Monday, September 24, 2007

P of EAA: Active Record

http://www.martinfowler.com/eaaCatalog/activeRecord.html

I got referred to this from a blog entry about PHP and Ruby. I decided to take a quick look at it and make some observations. I guess this would be the first in a series of Design Pattern reviews on Martin Fowler's bliki.

I have seen this pattern employed in some of my projects (especially Curam projects), it looks like a merge between a Java Bean with database methods. However, I don't think this is a good pattern to follow.

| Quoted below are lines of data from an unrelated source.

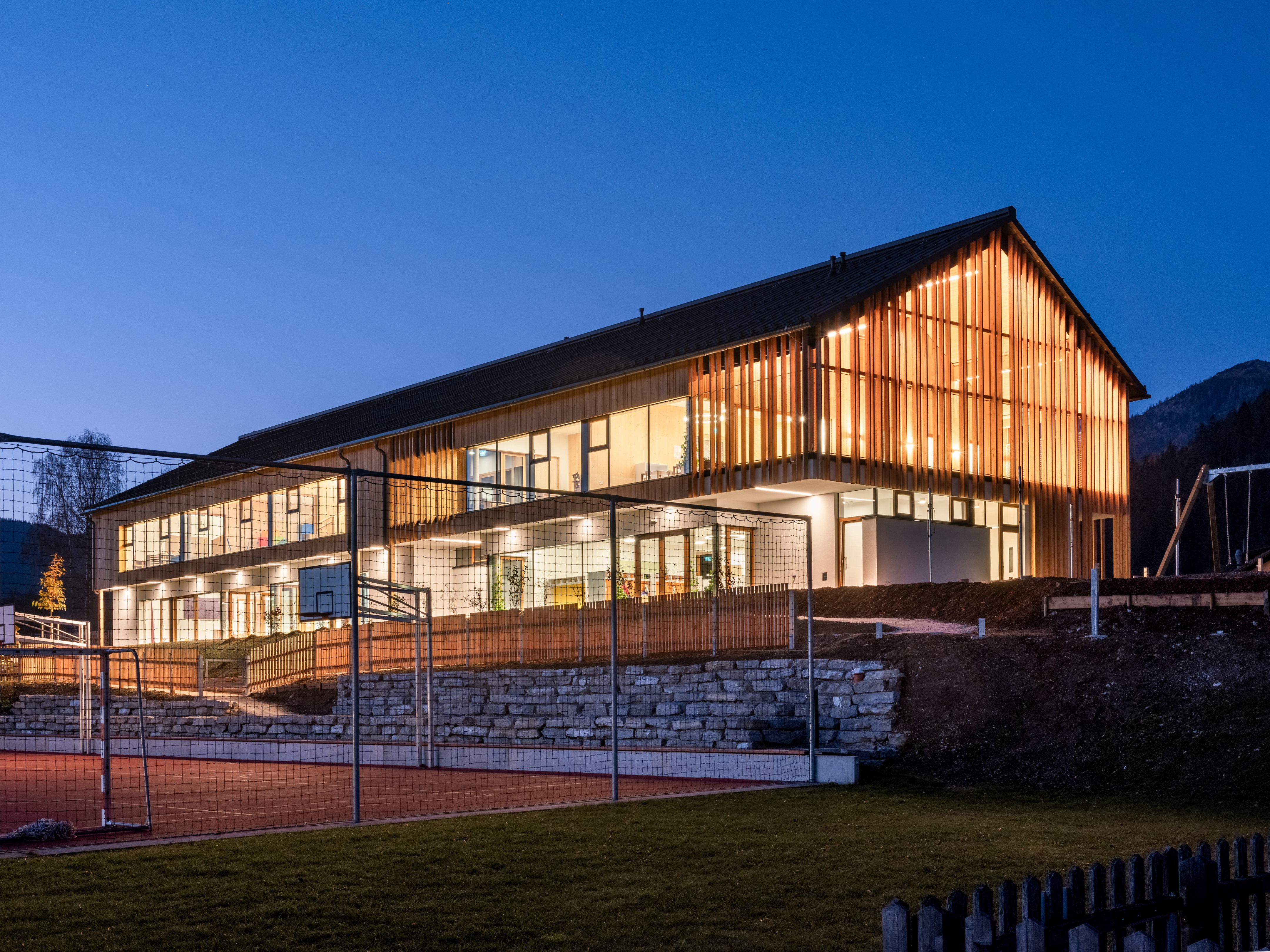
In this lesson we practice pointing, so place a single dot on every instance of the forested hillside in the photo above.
(1239, 438)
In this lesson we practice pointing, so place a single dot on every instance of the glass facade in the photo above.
(295, 514)
(658, 564)
(634, 446)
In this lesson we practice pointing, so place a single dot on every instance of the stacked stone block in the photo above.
(718, 705)
(721, 705)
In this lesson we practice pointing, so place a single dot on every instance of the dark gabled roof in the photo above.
(763, 309)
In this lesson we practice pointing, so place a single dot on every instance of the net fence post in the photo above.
(141, 737)
(355, 671)
(432, 755)
(613, 629)
(813, 727)
(418, 688)
(106, 738)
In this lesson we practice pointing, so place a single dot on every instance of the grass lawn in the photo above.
(806, 869)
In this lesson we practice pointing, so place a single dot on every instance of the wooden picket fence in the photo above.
(1184, 600)
(760, 616)
(169, 669)
(752, 617)
(1172, 902)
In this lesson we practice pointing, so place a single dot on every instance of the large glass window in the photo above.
(597, 454)
(566, 443)
(628, 447)
(304, 512)
(644, 443)
(858, 505)
(667, 440)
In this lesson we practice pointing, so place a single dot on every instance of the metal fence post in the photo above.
(793, 617)
(1094, 602)
(356, 675)
(813, 720)
(106, 738)
(643, 625)
(432, 755)
(613, 628)
(418, 687)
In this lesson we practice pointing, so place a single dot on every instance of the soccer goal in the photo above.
(59, 784)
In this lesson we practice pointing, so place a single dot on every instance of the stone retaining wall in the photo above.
(719, 705)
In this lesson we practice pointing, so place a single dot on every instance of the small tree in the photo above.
(53, 593)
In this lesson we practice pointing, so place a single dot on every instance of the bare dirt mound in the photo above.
(1005, 605)
(1150, 710)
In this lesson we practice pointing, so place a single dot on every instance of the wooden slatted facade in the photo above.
(967, 376)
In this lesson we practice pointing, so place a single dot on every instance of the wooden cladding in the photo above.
(412, 506)
(967, 376)
(955, 379)
(572, 405)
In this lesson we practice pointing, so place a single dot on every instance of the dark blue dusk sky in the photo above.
(218, 217)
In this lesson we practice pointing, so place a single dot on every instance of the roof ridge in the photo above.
(1006, 214)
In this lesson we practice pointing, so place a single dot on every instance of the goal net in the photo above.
(78, 765)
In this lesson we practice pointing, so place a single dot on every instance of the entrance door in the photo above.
(853, 553)
(1011, 554)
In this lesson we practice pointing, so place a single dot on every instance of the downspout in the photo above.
(347, 517)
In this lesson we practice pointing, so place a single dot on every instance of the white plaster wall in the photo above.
(957, 552)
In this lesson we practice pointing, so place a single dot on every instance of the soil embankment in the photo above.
(1173, 703)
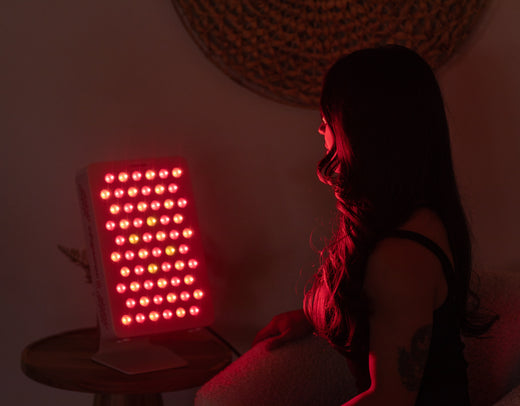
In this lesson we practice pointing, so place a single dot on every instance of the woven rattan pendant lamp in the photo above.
(281, 49)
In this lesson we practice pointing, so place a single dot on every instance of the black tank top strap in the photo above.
(447, 267)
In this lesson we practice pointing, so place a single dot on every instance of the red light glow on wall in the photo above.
(145, 247)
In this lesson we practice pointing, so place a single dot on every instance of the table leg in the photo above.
(122, 399)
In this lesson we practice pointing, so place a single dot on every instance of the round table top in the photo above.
(64, 361)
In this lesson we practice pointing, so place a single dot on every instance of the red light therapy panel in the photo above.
(145, 247)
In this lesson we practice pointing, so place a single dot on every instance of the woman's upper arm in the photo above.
(400, 283)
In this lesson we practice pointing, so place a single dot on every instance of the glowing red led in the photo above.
(133, 192)
(115, 256)
(162, 283)
(128, 207)
(124, 224)
(142, 206)
(166, 266)
(150, 175)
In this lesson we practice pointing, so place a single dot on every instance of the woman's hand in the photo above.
(284, 328)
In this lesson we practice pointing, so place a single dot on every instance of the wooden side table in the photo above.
(64, 361)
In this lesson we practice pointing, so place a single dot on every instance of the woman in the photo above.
(392, 290)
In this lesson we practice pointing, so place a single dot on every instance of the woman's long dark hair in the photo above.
(391, 156)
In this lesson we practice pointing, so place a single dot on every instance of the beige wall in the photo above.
(107, 80)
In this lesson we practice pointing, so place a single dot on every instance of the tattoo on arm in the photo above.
(412, 362)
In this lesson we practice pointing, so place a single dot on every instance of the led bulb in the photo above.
(150, 175)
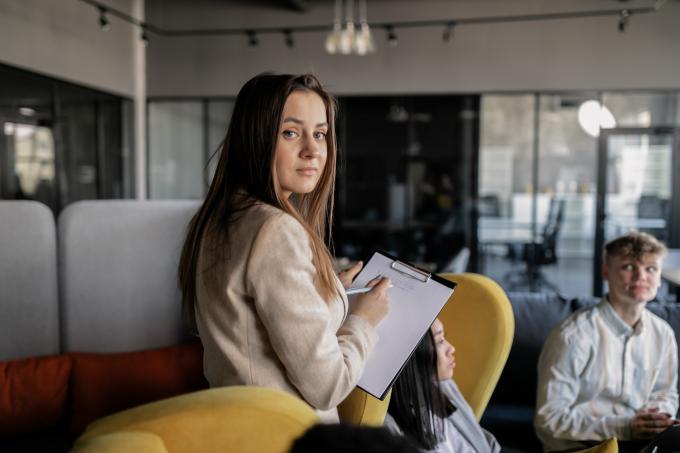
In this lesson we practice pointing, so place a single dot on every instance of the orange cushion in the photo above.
(106, 383)
(33, 394)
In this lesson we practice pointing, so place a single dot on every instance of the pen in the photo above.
(353, 291)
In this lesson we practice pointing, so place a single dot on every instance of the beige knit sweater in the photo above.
(264, 323)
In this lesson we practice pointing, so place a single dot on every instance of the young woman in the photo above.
(427, 406)
(256, 277)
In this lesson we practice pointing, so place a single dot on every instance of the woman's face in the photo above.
(301, 145)
(445, 360)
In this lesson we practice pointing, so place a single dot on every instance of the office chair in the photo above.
(540, 253)
(478, 321)
(236, 419)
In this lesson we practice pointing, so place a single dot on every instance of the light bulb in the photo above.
(347, 39)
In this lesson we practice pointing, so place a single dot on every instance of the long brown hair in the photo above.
(247, 166)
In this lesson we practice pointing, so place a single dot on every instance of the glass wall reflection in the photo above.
(183, 136)
(538, 182)
(60, 143)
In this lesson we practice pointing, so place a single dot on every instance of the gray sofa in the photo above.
(511, 409)
(78, 298)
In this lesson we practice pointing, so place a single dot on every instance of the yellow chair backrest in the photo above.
(237, 419)
(478, 321)
(360, 408)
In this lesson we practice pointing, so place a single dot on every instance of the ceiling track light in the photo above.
(624, 18)
(144, 36)
(447, 34)
(363, 41)
(252, 38)
(103, 20)
(288, 38)
(392, 39)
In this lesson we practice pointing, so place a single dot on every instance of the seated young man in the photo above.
(611, 370)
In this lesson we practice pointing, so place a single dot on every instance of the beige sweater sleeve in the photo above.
(323, 363)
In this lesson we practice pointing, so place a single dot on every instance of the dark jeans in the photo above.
(667, 441)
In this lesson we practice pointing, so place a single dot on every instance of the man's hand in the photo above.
(348, 275)
(649, 422)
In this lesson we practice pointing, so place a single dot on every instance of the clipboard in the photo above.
(416, 298)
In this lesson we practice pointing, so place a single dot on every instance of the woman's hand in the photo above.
(373, 305)
(649, 422)
(348, 275)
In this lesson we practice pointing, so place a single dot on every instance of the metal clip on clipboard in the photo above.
(411, 271)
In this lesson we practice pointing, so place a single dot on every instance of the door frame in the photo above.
(602, 150)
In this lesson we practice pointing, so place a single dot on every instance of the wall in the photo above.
(587, 53)
(62, 39)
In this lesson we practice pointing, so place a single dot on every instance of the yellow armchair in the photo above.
(360, 408)
(216, 420)
(478, 321)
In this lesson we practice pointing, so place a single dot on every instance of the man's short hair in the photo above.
(634, 245)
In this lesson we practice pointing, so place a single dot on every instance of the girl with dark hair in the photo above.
(255, 274)
(427, 407)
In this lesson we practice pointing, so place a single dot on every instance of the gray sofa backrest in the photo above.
(28, 281)
(118, 274)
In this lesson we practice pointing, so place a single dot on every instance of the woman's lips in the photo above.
(307, 171)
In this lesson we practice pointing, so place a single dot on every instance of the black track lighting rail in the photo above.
(387, 26)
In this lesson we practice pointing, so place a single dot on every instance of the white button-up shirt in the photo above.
(596, 371)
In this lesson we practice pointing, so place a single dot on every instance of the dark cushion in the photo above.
(33, 394)
(106, 383)
(535, 316)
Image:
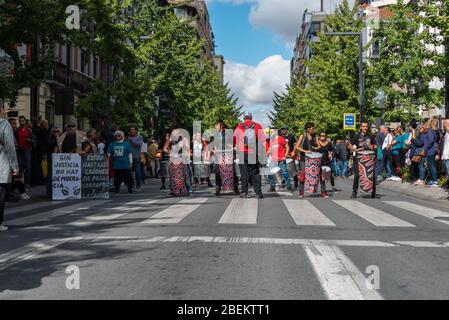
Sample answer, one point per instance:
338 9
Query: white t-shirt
445 155
144 148
387 141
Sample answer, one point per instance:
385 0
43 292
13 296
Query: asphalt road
152 246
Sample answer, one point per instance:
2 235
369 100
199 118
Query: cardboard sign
95 176
349 121
66 180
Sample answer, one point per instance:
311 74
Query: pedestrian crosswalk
211 211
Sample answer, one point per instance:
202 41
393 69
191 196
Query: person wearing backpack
250 143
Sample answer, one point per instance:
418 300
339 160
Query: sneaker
25 196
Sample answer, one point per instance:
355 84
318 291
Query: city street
151 246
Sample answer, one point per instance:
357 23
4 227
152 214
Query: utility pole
361 73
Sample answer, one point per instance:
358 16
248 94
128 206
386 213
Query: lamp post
361 74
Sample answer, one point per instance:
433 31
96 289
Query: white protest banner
66 182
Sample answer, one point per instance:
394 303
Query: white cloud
282 17
254 85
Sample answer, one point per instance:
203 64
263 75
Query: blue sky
256 38
237 40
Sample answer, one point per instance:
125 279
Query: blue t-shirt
120 152
400 145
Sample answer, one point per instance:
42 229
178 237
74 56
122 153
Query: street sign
349 121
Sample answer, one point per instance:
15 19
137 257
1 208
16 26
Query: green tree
401 70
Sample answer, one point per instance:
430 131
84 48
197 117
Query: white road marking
421 210
48 215
373 215
338 276
240 211
32 250
278 241
31 206
285 193
177 212
304 213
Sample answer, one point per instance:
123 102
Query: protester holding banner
122 160
364 146
9 166
325 147
277 151
71 140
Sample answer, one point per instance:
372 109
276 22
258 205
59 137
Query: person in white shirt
144 160
386 151
444 148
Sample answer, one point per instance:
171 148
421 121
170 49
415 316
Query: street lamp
361 74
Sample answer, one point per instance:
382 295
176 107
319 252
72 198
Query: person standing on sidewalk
362 141
24 136
305 144
444 149
136 141
9 166
248 136
431 145
122 161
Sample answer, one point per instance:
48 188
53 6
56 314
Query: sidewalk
405 188
419 192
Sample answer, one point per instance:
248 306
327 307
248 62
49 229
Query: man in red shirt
249 140
278 151
24 136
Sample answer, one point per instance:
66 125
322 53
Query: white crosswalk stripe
421 210
338 276
177 212
373 215
240 211
304 213
49 215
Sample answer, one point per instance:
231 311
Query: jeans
138 172
284 172
24 158
2 201
432 168
335 168
343 168
189 174
446 166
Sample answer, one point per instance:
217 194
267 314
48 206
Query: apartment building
312 24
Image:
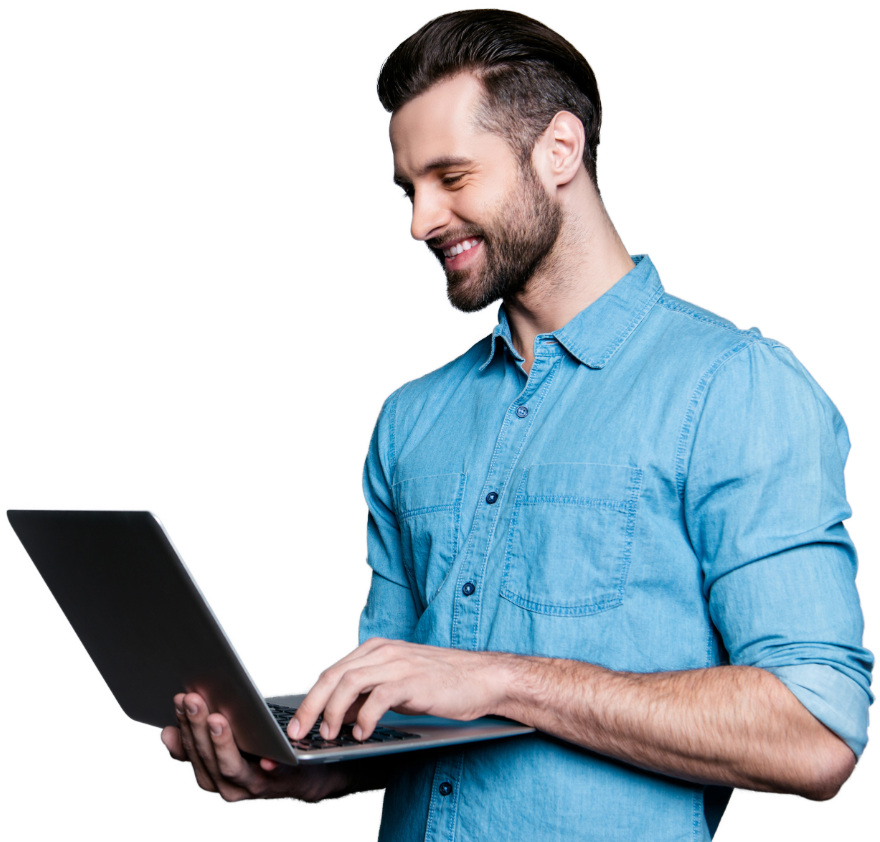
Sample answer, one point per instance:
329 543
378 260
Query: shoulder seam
673 305
691 414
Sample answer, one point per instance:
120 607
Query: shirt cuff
835 700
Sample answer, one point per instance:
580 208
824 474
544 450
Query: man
619 518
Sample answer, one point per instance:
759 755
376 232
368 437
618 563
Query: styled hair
529 73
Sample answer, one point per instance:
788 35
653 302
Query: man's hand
408 678
206 741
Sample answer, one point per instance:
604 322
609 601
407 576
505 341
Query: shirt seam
693 413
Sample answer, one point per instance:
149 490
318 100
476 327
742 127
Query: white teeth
463 246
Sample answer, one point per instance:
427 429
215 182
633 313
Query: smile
465 245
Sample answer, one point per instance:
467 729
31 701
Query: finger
364 681
237 779
171 740
377 704
188 742
316 700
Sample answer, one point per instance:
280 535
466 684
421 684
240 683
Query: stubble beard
515 245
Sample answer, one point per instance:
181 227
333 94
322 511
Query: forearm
733 725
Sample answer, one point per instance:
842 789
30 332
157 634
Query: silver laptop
149 630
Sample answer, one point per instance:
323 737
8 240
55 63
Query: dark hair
529 71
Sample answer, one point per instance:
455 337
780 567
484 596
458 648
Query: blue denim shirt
663 491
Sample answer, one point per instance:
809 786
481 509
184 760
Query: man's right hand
206 741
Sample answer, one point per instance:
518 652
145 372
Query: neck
588 258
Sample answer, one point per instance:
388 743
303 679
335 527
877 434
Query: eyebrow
437 164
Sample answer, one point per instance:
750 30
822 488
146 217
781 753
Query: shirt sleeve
766 506
389 610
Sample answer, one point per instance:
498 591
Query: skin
733 725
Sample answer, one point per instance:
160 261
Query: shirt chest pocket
429 515
570 539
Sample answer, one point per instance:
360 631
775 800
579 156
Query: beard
516 243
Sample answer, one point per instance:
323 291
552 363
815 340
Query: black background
218 290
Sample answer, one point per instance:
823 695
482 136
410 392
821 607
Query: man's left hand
408 678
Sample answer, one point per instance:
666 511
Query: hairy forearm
734 725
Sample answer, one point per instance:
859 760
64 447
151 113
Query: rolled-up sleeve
389 610
766 510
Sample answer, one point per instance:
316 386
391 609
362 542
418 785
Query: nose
430 214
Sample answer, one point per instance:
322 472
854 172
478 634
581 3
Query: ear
559 151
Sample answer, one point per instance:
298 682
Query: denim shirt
663 491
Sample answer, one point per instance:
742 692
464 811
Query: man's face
490 224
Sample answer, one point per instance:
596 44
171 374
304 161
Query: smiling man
618 518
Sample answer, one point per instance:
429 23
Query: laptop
142 619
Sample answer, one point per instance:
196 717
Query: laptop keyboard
313 740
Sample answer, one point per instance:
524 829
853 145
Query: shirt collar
594 335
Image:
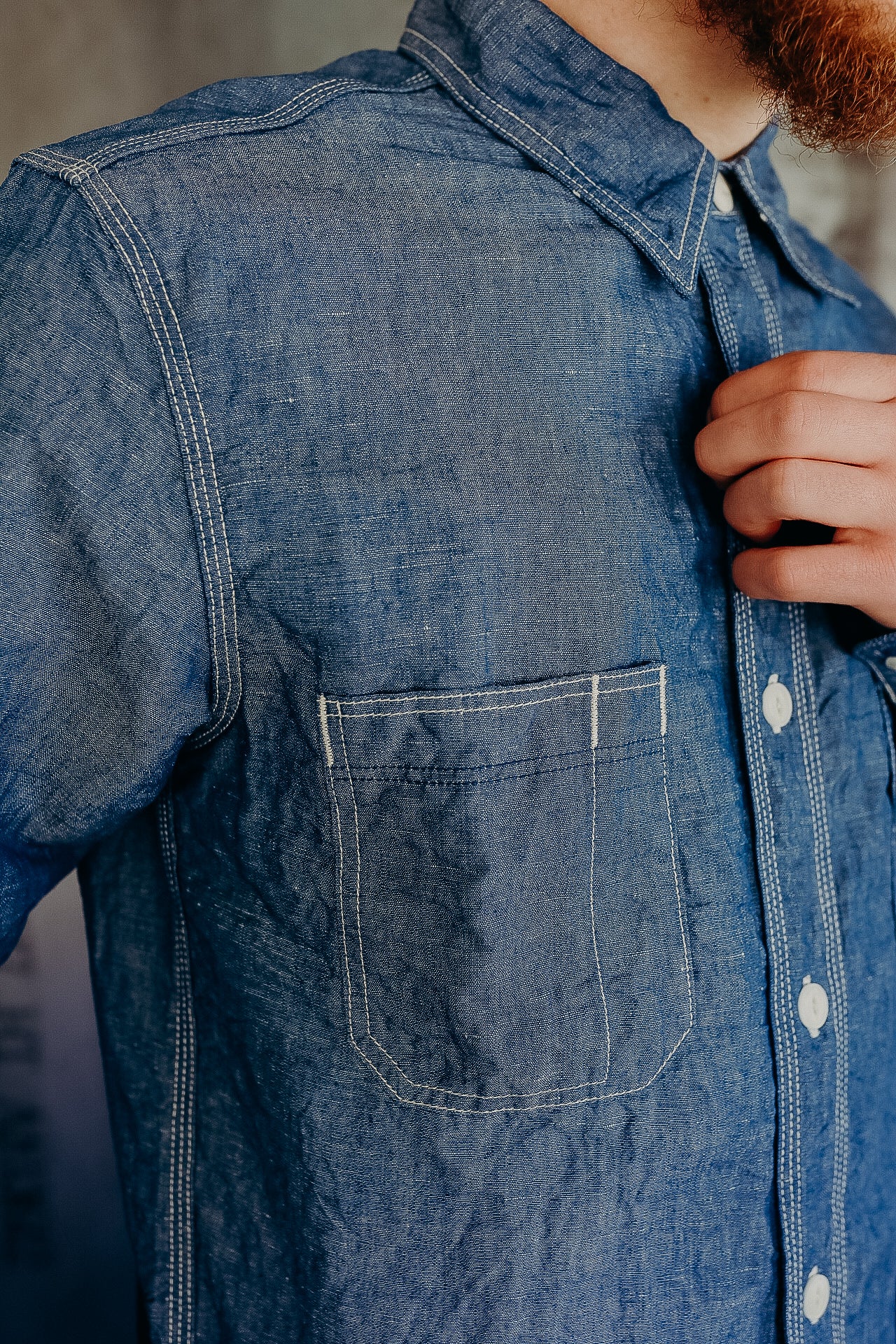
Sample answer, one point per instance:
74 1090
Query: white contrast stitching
789 1148
808 715
498 708
304 102
602 191
220 711
202 738
796 254
551 1092
770 312
485 708
181 1250
594 830
644 670
720 308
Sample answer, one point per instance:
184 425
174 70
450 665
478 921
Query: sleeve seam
198 463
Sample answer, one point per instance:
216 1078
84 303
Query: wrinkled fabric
491 910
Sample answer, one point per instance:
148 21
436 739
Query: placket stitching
786 1037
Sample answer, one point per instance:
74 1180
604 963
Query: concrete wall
67 65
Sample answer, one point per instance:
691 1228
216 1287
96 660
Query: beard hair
828 66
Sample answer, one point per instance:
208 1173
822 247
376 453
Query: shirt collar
596 125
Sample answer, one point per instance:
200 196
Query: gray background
67 65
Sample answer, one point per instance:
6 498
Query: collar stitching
797 253
599 190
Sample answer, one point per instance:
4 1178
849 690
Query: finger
840 372
818 492
836 429
846 573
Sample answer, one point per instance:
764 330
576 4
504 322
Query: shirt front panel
489 911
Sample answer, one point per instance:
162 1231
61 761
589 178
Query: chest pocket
510 906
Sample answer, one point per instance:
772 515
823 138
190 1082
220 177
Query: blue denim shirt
491 909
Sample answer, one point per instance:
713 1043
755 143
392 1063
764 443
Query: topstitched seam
552 1092
496 708
105 211
602 191
292 111
232 678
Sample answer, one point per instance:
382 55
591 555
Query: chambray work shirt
491 909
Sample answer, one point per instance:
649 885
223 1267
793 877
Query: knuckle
788 486
788 419
782 574
805 370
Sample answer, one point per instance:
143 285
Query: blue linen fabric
491 910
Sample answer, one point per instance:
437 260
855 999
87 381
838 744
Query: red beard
828 66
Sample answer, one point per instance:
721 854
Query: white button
813 1006
722 197
777 704
816 1296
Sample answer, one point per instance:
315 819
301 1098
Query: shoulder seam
77 169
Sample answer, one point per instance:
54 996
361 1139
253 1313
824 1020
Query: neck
697 74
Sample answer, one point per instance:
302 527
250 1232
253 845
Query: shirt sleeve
104 635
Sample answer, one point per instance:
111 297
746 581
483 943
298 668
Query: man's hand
811 436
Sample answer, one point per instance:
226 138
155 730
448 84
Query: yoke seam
76 169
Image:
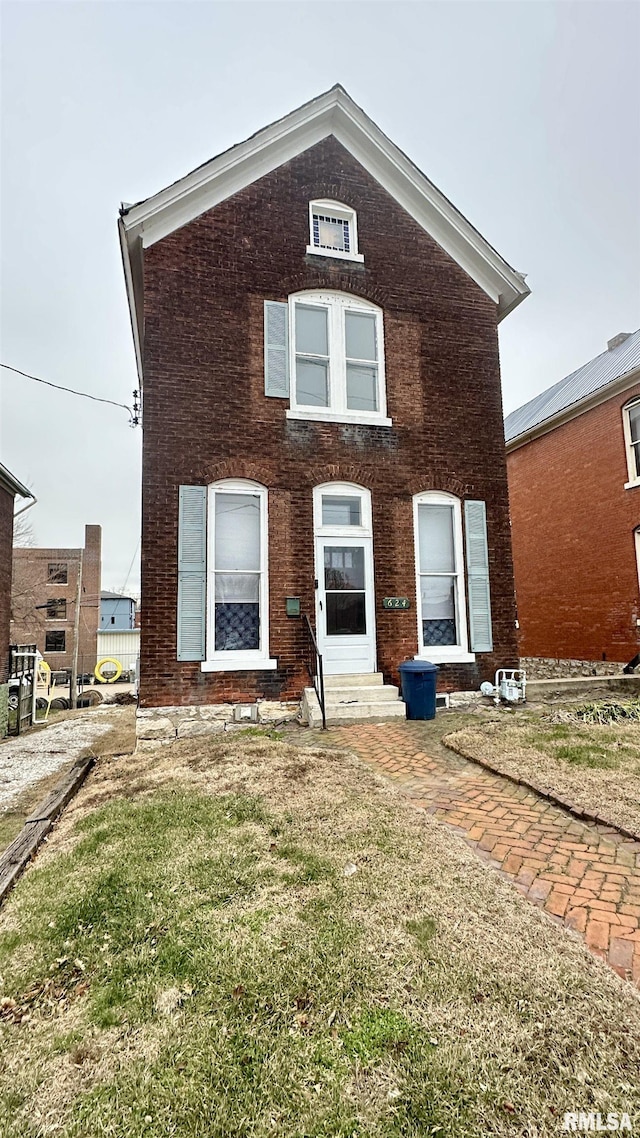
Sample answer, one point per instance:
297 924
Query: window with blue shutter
276 349
191 572
440 578
477 577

The problem with this pattern are:

  • you are doing more than one thing in a single class
  • the class encapsulates on single record, so what do you do about a list?
  • the class knows about the way it is going to be stored

I would recommend breaking this apart into two separate classes: a table module and a POJO. The table module is responsible for CRUD and list retrieval operations on the POJO and can be replaced with many different implementations.

The POJO need not represent a single row either, but it can contain an entire graph containing everything about the POJO.

e.g., A case can contain all it's evidences and a list of it's participants.

However, you do need some tool support for this like Hibernate which can do lazy fetching so you don't kill your database.

Conclusion: Anti-pattern

Although, I disagree with this pattern, it does not mean that this is the beginning of a bashing Martin Fowler, I do agree with almost everything he says.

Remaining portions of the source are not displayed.